Subsequently, we co-transfected YAP-WT-GFP and STAT3-RFP plasmids with different fluorescent tags (Figure 5D). The results showed droplet formation in both YAP and STAT3 under the intervention of PDGF-BB and TMG, and the Pearson correlation coefficients suggested that the two formed droplets with a significant co-localization (Figure 5E, Figure S5A). On the contrary, YAP droplet formation was reduced or almost absent after OSMI-1 action and transfection of YAP glycosylation site mutant plasmid YAP-MUT-GFP. However, STAT3 droplet formation was not affected by the O-GlcNAcylation and only attenuated the co-localization of YAP with STAT3 (Figure 5E, Figure S5A).

Next, we performed red fluorescence quenching experiments on YAP-WT-GFP, YAP-MUT-GFP, and STAT3-RFP droplets in vitro using photobleaching. We found that the fusion time of YAP and STAT3 droplets was prolonged after mutating the sites (Figure S5B & C). To further verify the effect of LLPS on the binding of YAP and STAT3, 1, 6-hexanediol (1,6-HD), an inhibitor of LLPS, was used. The results showed that inhibition of LLPS of YAP and STAT3 significantly weakened the co-localization between them (Figure 5F, Figure S5D). The above experimental results strongly suggested that an increased level of O-GlcNAcylation of YAP promotes the LLPS of YAP and subsequently accelerates the fusion of YAP condensate with STAT3 condensate, enhancing the interaction between YAP and STAT3.

 Figure 5 

O-GlcNAcylation promotes YAP liquid-liquid phase separation to induce YAP-STAT3 condensate fusion. A) Demonstration of 2D planar effects of hydrogen bonds (green line) or salt bridges (red line) formed by the docking of YAP-WT proteins or YAP-MUT proteins to STAT3 proteins using LigPlot + (Version 2.2). B) Prediction of the probability of the 491 amino acids of YAP (Human) protein undergoing LLPS using FuzDrop server. The horizontal line indicates PDP≥0.6. Identification of droplet-promoting regions (DPRs) within the YAP protein structure that may undergo LLPS. C) Prediction of the probabilities of LLPS for the 722 amino acids of STAT3 (Human) protein using FuzDrop server. D) Experimental procedure for the observation of protein LLPS phenomenon by confocal microscopy. E) PMASMCs co-transfected with YAP-WT-GFP and STAT3-RFP plasmids in the first three groups. The fourth group co-transfected with YAP-MUT-GFP and STAT3-RFP plasmids and treated with PDGF-BB and various compounds for 12 h. Droplet formation of YAP and STAT3 detected using confocal microscope. Scale bars, 10 µm. F) PMASMCs were co-transfected with YAP-WT-GFP and STAT3-RFP plasmids for 48 h, then treated with PBS or 1.5% 1,6-hexanediol (1,6-HD) for 2 min and observed by confocal microscope. Scale bars, 10 µm. The linear colocalization plots of YAP and STAT3 outlined by horizontal lines in the merged images are shown on the right.

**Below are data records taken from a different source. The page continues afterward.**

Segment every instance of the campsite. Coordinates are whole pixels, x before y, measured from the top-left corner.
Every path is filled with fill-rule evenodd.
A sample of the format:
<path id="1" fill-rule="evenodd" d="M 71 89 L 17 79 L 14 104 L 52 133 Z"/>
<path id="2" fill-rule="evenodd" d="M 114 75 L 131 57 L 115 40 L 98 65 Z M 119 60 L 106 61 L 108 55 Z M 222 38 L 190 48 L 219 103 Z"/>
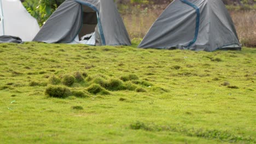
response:
<path id="1" fill-rule="evenodd" d="M 221 14 L 207 23 L 202 20 L 214 15 L 196 11 L 214 11 L 209 5 L 220 3 L 155 1 L 150 7 L 150 1 L 115 1 L 116 7 L 112 0 L 68 0 L 46 19 L 36 17 L 39 4 L 28 6 L 33 1 L 16 1 L 29 12 L 20 14 L 31 20 L 32 32 L 3 27 L 14 23 L 4 21 L 13 15 L 0 13 L 0 33 L 13 36 L 0 37 L 1 143 L 256 142 L 256 9 L 251 2 L 242 7 L 226 1 L 225 7 L 217 0 Z M 191 15 L 179 19 L 190 24 L 178 27 L 168 19 L 175 15 L 165 17 L 163 11 L 182 10 L 169 11 L 173 4 L 184 7 L 181 15 Z M 160 26 L 181 31 L 178 35 L 155 31 L 162 16 L 170 25 Z M 30 33 L 34 38 L 24 40 Z"/>

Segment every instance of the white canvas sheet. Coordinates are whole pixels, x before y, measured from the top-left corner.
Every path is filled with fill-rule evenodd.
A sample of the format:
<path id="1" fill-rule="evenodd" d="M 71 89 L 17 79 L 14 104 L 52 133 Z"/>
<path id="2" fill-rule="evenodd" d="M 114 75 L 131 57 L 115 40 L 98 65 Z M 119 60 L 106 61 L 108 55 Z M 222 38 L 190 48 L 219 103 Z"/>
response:
<path id="1" fill-rule="evenodd" d="M 0 35 L 18 37 L 30 41 L 40 29 L 20 0 L 0 0 Z"/>

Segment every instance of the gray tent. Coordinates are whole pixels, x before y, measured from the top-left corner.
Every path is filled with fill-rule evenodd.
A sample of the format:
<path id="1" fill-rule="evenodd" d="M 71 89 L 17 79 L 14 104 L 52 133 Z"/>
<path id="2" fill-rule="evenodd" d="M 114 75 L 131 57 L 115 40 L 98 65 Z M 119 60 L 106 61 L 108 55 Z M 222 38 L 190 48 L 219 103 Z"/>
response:
<path id="1" fill-rule="evenodd" d="M 84 35 L 84 44 L 93 41 L 89 44 L 131 45 L 113 0 L 66 0 L 47 20 L 33 41 L 74 43 L 76 40 L 80 43 Z"/>
<path id="2" fill-rule="evenodd" d="M 222 0 L 174 0 L 153 25 L 141 48 L 241 50 Z"/>

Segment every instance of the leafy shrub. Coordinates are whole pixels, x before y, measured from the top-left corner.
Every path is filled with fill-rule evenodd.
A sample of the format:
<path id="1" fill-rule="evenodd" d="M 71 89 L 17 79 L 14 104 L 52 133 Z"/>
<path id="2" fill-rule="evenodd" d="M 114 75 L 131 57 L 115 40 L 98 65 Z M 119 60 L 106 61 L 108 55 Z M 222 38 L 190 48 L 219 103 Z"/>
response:
<path id="1" fill-rule="evenodd" d="M 139 77 L 135 74 L 130 74 L 128 75 L 122 76 L 120 79 L 123 81 L 127 81 L 137 80 L 139 79 Z"/>
<path id="2" fill-rule="evenodd" d="M 87 91 L 94 94 L 108 95 L 110 93 L 98 84 L 94 83 L 87 88 Z"/>
<path id="3" fill-rule="evenodd" d="M 51 76 L 49 79 L 49 83 L 51 85 L 58 85 L 59 83 L 61 82 L 61 81 L 59 78 L 56 77 L 54 75 L 53 76 Z"/>
<path id="4" fill-rule="evenodd" d="M 74 83 L 75 80 L 74 76 L 69 75 L 66 75 L 62 77 L 61 82 L 64 85 L 70 87 Z"/>
<path id="5" fill-rule="evenodd" d="M 65 98 L 69 96 L 71 92 L 65 87 L 50 86 L 46 88 L 45 94 L 50 97 Z"/>

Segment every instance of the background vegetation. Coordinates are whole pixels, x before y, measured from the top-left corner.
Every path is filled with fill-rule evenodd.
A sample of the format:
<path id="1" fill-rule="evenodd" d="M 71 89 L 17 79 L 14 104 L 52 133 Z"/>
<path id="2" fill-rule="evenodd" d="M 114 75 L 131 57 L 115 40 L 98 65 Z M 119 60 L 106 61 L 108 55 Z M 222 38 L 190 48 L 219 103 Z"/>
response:
<path id="1" fill-rule="evenodd" d="M 256 49 L 137 49 L 162 1 L 117 1 L 131 46 L 0 44 L 0 141 L 255 143 Z M 59 5 L 29 2 L 41 25 Z M 242 4 L 227 7 L 253 46 L 255 10 Z"/>
<path id="2" fill-rule="evenodd" d="M 24 4 L 37 18 L 40 26 L 64 0 L 26 0 Z M 116 1 L 132 39 L 141 41 L 151 25 L 172 1 Z M 224 1 L 237 31 L 241 43 L 256 47 L 255 1 Z"/>

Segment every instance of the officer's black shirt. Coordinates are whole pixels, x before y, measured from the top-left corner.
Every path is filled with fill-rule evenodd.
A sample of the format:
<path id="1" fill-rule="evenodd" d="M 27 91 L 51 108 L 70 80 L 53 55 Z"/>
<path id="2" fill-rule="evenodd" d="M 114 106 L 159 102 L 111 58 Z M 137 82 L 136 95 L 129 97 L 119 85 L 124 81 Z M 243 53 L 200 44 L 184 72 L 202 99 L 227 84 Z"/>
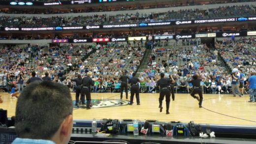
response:
<path id="1" fill-rule="evenodd" d="M 160 86 L 160 88 L 168 87 L 171 84 L 171 81 L 170 79 L 161 78 L 158 81 L 158 85 Z"/>
<path id="2" fill-rule="evenodd" d="M 43 81 L 52 81 L 52 79 L 51 79 L 50 77 L 43 77 L 42 78 L 42 80 L 43 80 Z"/>
<path id="3" fill-rule="evenodd" d="M 120 77 L 120 78 L 119 79 L 121 80 L 122 82 L 127 83 L 127 80 L 129 79 L 129 77 L 127 75 L 123 75 Z"/>
<path id="4" fill-rule="evenodd" d="M 138 84 L 138 82 L 139 82 L 139 79 L 138 78 L 134 77 L 129 79 L 128 83 L 131 84 L 131 85 L 133 85 Z"/>
<path id="5" fill-rule="evenodd" d="M 94 82 L 90 77 L 85 77 L 82 80 L 82 85 L 90 88 L 91 86 L 94 86 Z"/>
<path id="6" fill-rule="evenodd" d="M 193 85 L 193 87 L 200 87 L 201 85 L 201 81 L 202 81 L 202 79 L 197 79 L 196 80 L 192 80 L 190 81 L 189 81 L 189 83 L 192 84 L 192 85 Z"/>
<path id="7" fill-rule="evenodd" d="M 71 79 L 71 82 L 75 82 L 77 86 L 82 85 L 82 79 L 76 78 L 74 79 Z"/>
<path id="8" fill-rule="evenodd" d="M 28 81 L 27 81 L 27 84 L 29 84 L 30 83 L 31 83 L 32 82 L 33 82 L 34 81 L 42 81 L 40 78 L 37 78 L 36 77 L 32 77 L 30 78 Z"/>

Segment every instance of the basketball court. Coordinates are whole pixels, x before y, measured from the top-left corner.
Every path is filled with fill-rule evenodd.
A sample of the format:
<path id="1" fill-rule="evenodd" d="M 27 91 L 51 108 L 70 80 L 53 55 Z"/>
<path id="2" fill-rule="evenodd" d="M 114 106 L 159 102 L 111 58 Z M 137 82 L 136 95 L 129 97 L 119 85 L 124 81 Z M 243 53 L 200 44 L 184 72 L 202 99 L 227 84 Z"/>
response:
<path id="1" fill-rule="evenodd" d="M 8 110 L 8 117 L 14 115 L 17 99 L 11 99 L 7 93 L 1 94 L 3 103 L 0 104 L 0 108 Z M 159 93 L 140 93 L 140 95 L 141 105 L 136 105 L 134 98 L 134 103 L 131 106 L 128 105 L 129 100 L 120 99 L 119 93 L 92 93 L 92 109 L 87 110 L 83 106 L 74 107 L 73 118 L 155 119 L 183 122 L 193 120 L 197 123 L 256 125 L 256 103 L 248 102 L 248 95 L 240 97 L 227 94 L 204 94 L 203 108 L 199 108 L 198 101 L 189 94 L 176 94 L 175 101 L 170 103 L 170 115 L 165 114 L 165 100 L 163 112 L 160 113 Z M 75 93 L 72 93 L 72 96 L 74 104 Z M 129 99 L 129 96 L 130 94 Z"/>

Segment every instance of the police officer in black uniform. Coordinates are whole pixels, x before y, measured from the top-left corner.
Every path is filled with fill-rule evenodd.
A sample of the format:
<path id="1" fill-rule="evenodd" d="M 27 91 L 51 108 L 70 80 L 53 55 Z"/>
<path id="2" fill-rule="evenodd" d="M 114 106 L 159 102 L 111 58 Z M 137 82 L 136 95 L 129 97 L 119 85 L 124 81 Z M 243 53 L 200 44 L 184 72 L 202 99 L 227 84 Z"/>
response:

Natural medicine small molecules can effectively delay neointima formation by targeting YAP

We explored whether known natural drug small molecules, which have been reported to inhibit cell proliferation and migration, also inhibit vascular neointima formation by targeting YAP [58-62]. Molecular docking of 9 small molecules with YAP was performed, and the results showed that the flavonoid small molecule hesperidin had the smallest binding energy with YAP and was one of the most potent molecules targeting YAP (Figure 6A & B). We further verified through thermal stability experiments that hesperidin could bind to YAP (Figure 6C). We thus speculated that YAP might be one of the targets of hesperidin to inhibit the proliferation and migration of VSMCs. We selected 100 μM hesperidin by CCK-8 for in vitro experiments (Figure S6A). Under the intervention of hesperidin, the nucleation of YAP was inhibited, and the VSMCs were transformed into a contractile form with a shuttle morphology (Figure 6D). Hesperidin inhibited the proliferation and migration of VSMCs (Figure 6E, F, Figure S6A, B). Also, hesperidin may regulate YAP entry into the nucleus by influencing the binding of YAP to STAT3 (Figure S6D-F). Interestingly, hesperidin promoted the transcriptional level of YAP but decreased YAP protein expression (Figure S6C, D). We considered the possibility that hesperidin affected the stability of YAP, so we examined the O-GlcNAcylation of YAP under hesperidin intervention and surprisingly found that hesperidin also had an inhibitory effect on the O-GlcNAcylation of YAP (Figure S6G), suggesting that the binding of hesperidin to YAP may affect the nuclear translocation of the protein by hindering its glycosylation modification.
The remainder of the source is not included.